Chemical Engineering

CHE 501. SEMINAR

Reports on current advances in the various branches of chemical engineering or on graduate research in progress. Must be taken during every semester in residence.

CHE 502. SEMINAR

Reports on current advances in the various branches of chemical engineering or on graduate research in progress. Must be taken during every semester in residence.

CHE 503. COLLOQUIUM

Presentations on scientific advances by recognized experts in various fields of chemical engineering and related disciplines. The course will be graded on a Pass/Fail basis.

CHE 504. MATHEMATICAL ANALYSIS IN CHEMICAL ENGINEERING*

Methods of mathematical analysis selected from such topics as vector analysis, matrices, complex variables, eigenvalue problems, Fourier analysis, Fourier transforms, Laplace transformation, solution of ordinary and partial differential equations, integral equations, calculus of variation and numerical analysis. Emphasis on application to the solution of chemical engineering problems.

CHE 506. KINETICS AND CATALYSIS*

Theories of reaction kinetics and heterogeneous catalysis for simple and complex reactions. Kinetics and mechanisms of catalyzed and uncatalyzed reactions, and effects of bulk and pore diffusion. Techniques for experimentation, reaction data treatment, and catalyst preparation and characterization.

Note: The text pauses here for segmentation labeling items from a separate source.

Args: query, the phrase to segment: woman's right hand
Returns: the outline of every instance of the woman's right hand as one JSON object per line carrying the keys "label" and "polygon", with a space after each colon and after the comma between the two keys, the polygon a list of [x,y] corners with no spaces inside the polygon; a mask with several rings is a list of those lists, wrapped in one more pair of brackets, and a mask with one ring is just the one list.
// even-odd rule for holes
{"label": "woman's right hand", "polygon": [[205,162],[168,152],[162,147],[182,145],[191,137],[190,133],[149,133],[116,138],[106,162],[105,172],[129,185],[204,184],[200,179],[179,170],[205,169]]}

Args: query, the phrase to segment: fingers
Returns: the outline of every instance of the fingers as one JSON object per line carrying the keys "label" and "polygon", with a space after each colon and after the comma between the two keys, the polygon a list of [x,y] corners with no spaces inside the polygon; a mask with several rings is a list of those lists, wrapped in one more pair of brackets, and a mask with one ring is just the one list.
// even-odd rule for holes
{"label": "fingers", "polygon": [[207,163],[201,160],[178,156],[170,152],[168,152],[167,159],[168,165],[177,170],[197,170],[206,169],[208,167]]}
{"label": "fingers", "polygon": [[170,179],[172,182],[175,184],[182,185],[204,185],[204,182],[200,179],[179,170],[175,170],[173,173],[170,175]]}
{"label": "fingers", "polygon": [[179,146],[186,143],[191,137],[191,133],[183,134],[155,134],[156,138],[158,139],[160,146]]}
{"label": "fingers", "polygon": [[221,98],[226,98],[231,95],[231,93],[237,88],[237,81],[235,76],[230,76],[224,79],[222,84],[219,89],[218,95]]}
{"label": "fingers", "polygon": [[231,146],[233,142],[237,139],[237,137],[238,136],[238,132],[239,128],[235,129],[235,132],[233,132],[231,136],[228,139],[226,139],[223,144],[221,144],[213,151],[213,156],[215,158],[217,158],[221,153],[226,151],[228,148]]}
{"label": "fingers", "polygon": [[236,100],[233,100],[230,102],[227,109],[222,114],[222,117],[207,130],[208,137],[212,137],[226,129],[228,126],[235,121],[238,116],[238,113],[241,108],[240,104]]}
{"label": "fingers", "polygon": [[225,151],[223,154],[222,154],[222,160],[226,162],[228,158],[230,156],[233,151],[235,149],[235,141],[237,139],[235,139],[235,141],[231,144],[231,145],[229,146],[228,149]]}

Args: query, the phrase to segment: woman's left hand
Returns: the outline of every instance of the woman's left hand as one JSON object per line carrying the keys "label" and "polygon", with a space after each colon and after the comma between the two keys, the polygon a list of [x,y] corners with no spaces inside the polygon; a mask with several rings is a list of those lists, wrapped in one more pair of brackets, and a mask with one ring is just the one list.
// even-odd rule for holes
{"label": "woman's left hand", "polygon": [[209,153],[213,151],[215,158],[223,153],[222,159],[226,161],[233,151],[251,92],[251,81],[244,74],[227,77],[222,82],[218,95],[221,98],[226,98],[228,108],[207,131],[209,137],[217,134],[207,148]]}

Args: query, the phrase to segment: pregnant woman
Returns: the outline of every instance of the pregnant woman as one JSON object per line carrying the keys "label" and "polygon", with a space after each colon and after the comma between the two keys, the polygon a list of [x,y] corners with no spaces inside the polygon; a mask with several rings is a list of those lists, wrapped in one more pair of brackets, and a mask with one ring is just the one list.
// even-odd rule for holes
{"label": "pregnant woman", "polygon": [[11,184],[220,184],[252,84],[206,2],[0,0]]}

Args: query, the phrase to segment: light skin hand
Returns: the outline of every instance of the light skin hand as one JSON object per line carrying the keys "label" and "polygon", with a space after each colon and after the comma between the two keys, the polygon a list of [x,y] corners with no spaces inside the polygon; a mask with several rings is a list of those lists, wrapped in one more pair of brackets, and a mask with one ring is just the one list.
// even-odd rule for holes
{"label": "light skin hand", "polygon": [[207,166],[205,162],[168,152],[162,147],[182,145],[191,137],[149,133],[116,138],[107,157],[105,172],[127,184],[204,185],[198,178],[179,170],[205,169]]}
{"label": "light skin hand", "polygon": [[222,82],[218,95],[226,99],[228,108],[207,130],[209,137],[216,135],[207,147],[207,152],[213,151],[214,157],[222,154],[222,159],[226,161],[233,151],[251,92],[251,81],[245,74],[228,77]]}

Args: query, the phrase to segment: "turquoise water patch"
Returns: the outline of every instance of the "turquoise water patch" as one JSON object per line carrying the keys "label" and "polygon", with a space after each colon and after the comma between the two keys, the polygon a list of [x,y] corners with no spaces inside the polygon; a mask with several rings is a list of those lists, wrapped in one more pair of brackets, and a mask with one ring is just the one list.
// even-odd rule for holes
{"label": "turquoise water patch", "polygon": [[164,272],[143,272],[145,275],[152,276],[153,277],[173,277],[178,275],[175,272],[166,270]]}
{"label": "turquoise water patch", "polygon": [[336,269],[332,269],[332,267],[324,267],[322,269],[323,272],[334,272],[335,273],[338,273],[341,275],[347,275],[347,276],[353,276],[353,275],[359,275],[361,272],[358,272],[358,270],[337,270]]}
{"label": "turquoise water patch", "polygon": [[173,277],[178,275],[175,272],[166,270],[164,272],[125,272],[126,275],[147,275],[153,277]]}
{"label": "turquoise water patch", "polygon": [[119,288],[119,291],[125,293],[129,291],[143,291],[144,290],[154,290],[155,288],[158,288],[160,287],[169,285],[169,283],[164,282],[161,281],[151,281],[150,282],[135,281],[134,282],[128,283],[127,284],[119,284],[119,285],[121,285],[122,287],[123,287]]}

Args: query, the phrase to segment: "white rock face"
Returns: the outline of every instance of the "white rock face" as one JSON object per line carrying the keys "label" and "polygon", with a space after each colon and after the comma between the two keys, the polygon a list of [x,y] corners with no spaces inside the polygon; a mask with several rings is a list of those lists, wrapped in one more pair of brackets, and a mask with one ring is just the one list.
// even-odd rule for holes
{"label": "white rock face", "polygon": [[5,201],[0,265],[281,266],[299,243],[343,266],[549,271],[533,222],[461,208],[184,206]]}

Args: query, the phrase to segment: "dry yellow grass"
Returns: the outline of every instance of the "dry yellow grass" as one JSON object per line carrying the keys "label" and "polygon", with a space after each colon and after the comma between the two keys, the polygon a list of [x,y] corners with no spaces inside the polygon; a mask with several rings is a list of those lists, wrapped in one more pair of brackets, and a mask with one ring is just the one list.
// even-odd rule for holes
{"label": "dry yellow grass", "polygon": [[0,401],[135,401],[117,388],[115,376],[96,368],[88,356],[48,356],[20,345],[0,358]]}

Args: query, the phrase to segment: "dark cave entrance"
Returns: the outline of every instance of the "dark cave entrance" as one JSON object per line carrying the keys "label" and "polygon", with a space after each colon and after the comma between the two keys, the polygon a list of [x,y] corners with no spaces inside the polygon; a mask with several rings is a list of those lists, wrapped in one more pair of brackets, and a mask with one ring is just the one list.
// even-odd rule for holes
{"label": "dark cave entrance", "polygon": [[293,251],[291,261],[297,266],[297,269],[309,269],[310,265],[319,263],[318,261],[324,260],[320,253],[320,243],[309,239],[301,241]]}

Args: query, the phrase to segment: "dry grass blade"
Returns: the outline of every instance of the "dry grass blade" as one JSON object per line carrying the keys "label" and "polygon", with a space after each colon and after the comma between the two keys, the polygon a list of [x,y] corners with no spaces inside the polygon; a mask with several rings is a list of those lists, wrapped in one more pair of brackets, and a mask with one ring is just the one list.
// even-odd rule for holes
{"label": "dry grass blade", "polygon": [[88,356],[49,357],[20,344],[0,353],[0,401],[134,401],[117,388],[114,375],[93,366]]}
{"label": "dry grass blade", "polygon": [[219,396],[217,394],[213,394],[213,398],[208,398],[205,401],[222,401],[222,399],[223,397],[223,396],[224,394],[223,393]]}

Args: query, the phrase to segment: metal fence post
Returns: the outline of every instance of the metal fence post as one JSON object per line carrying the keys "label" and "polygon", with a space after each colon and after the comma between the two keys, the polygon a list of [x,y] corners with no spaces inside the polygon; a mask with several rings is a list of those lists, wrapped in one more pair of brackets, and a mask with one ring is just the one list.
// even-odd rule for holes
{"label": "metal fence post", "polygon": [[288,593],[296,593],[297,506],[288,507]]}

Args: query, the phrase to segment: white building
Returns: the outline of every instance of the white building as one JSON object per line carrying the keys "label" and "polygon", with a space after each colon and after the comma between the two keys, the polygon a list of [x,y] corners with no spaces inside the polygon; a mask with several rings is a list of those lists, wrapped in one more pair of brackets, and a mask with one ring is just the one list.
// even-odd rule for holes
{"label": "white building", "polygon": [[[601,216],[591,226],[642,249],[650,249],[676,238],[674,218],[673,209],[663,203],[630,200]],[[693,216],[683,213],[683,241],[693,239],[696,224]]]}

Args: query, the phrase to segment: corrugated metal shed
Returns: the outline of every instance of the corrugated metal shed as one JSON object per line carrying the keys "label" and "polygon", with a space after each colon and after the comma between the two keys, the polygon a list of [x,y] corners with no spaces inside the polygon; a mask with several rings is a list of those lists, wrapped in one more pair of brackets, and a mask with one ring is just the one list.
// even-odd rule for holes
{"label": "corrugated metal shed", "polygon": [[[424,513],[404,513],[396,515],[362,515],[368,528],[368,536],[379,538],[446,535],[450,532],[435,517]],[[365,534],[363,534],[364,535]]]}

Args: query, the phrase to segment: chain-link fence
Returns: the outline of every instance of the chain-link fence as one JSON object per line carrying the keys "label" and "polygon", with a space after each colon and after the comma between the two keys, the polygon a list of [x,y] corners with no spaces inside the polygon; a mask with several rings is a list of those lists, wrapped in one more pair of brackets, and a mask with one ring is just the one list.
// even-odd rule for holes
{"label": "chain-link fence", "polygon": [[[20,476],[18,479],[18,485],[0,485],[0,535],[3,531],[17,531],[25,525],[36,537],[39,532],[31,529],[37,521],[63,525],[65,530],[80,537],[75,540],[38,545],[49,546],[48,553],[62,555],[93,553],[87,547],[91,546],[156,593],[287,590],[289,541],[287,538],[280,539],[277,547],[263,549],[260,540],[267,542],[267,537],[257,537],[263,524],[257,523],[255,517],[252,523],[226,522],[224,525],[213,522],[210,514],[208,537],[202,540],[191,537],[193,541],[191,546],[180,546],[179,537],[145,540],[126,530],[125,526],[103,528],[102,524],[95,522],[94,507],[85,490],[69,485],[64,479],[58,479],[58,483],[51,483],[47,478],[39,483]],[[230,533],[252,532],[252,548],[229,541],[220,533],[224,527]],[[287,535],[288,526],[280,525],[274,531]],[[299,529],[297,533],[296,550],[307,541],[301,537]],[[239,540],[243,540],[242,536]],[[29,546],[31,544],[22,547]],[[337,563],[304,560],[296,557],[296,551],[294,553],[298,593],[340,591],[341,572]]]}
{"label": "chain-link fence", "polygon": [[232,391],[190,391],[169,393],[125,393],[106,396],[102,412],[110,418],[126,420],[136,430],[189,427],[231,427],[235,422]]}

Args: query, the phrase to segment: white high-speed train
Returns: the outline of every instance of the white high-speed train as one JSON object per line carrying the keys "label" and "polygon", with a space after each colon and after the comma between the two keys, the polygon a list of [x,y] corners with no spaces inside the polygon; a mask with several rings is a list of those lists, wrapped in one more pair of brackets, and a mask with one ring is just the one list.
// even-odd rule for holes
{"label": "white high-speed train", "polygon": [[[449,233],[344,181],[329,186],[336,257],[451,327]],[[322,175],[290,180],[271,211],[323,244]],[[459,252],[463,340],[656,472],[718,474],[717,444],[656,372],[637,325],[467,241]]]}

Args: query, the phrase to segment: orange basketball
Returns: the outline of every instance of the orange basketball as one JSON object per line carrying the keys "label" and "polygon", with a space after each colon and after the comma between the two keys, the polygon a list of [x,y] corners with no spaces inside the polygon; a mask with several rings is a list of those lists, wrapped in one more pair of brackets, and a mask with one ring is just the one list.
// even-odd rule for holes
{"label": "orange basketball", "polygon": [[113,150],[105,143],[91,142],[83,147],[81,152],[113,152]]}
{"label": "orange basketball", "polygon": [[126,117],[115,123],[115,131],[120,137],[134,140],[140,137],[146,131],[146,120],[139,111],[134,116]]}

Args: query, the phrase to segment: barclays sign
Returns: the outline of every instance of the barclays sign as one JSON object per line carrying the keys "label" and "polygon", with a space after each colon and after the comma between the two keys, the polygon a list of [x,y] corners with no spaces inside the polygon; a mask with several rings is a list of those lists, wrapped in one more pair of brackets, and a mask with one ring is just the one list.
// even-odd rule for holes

CHE 507. CHEMICAL REACTOR DESIGN*

Includes a review of batch, tubular and stirred tank reactor design. Kinetics review including advanced chemical kinetics and biochemical kinetics, and transport processes in heterogeneous reactions. In-depth reactor analysis includes fixed bed reactors, multiplicity and stability of steady states, reactor dynamics, optimal operation and control, biological reactors, nonideal flow patterns, and fluidized bed and multiphase reactors.

CHE 510. DYNAMICS OF PARTICULATE SYSTEMS

Analyzes discrete particles which grow in size or in some other characteristic variable (e.g., age, molecular weight). Reaction engineering and population balance analyses for batch and continuous systems. Steady state and transient system dynamics. Topics may include crystallization, latex synthesis, polymer molecular weight distribution, fermentation/ ecological systems and gas-solid systems.

CHE 531. FUEL CELL TECHNOLOGY

The course provides an overview of the various types of fuel cells followed by a detailed discussion of the proton-exchange membrane (PEM) fuel cell fundamentals: thermodynamics relations including cell equilibrium, standard potentials, and Nernst equation; transport and adsorption in proton-exchange membranes and supported liquid electrolytes; transport in gas-diffusion electrodes; kinetics and catalysis of electrocatalytic reactions including kinetics of elementary reactions, the Butler-Volmer equation, reaction routes and mechanisms; kinetics of overall anode and cathode reactions for hydrogen and direct methanol fuel cells; and overall design and performance characteristics of PEM fuel cells.

CHE 544. MOLECULAR MODELING

CHE 554. MOLECULAR MODELING

This course trains students in the area of molecular modeling using a variety of quantum mechanical and force field methods. The approach will be toward practical applications, for researchers who want to answer specific questions about molecular geometry, transition states, reaction paths and photoexcited states. No experience in programming is necessary; however, a backround at the introductory level in quantum mechanics is highly desirable. Methods to be explored include density functional theory, ab initio methods, semiempirical molecular orbital theory, and visualization software for the graphical display of molecules.

CHE 561. ADVANCED THERMODYNAMICS*

An examination of the fundamental concepts of classical thermodynamics and presentation of existence theorems for thermodynamics properties. Inequality of Clausius as a criterion for equilibrium in both chemical and physical systems. Examination of thermodynamic equilibrium for a variety of restraining conditions. Applications to fluid mechanics, process systems and chemical systems. Computation of complex equilibria.

CHE 571. INTERMEDIATE TRANSPORT PHENOMENA*

Mass, momentum and energy transport; analytic and approximate solutions of the equations of change. Special flow problems such as creeping, potential and laminar boundary-layer flows. Heat and mass transfer in multi-component systems. Estimation of heat and mass transfer rates. Transport with chemical reaction.

CHE 574. FLUID MECHANICS*

Advanced treatment of fluid kinematics and dynamics. Stress and strain rate analysis using vectors and tensors as tools. Incompressible and compressible one-dimensional flows in channels, ducts and nozzles. Nonviscous and viscous flow fields. Boundary layers and turbulence. Flow through porous media such as fixed and fluidized beds. Two-phase flows with drops, bubbles and/or boiling. Introduction to non-Newtonian flows.

CHE 580. SPECIAL TOPICS

This course will focus on various topics of current interest related to faculty research experience. See the SUPPLEMENT section of the on-line catalog at www.wpi.edu/+gradcat for descriptions of courses to be offered in this academic year.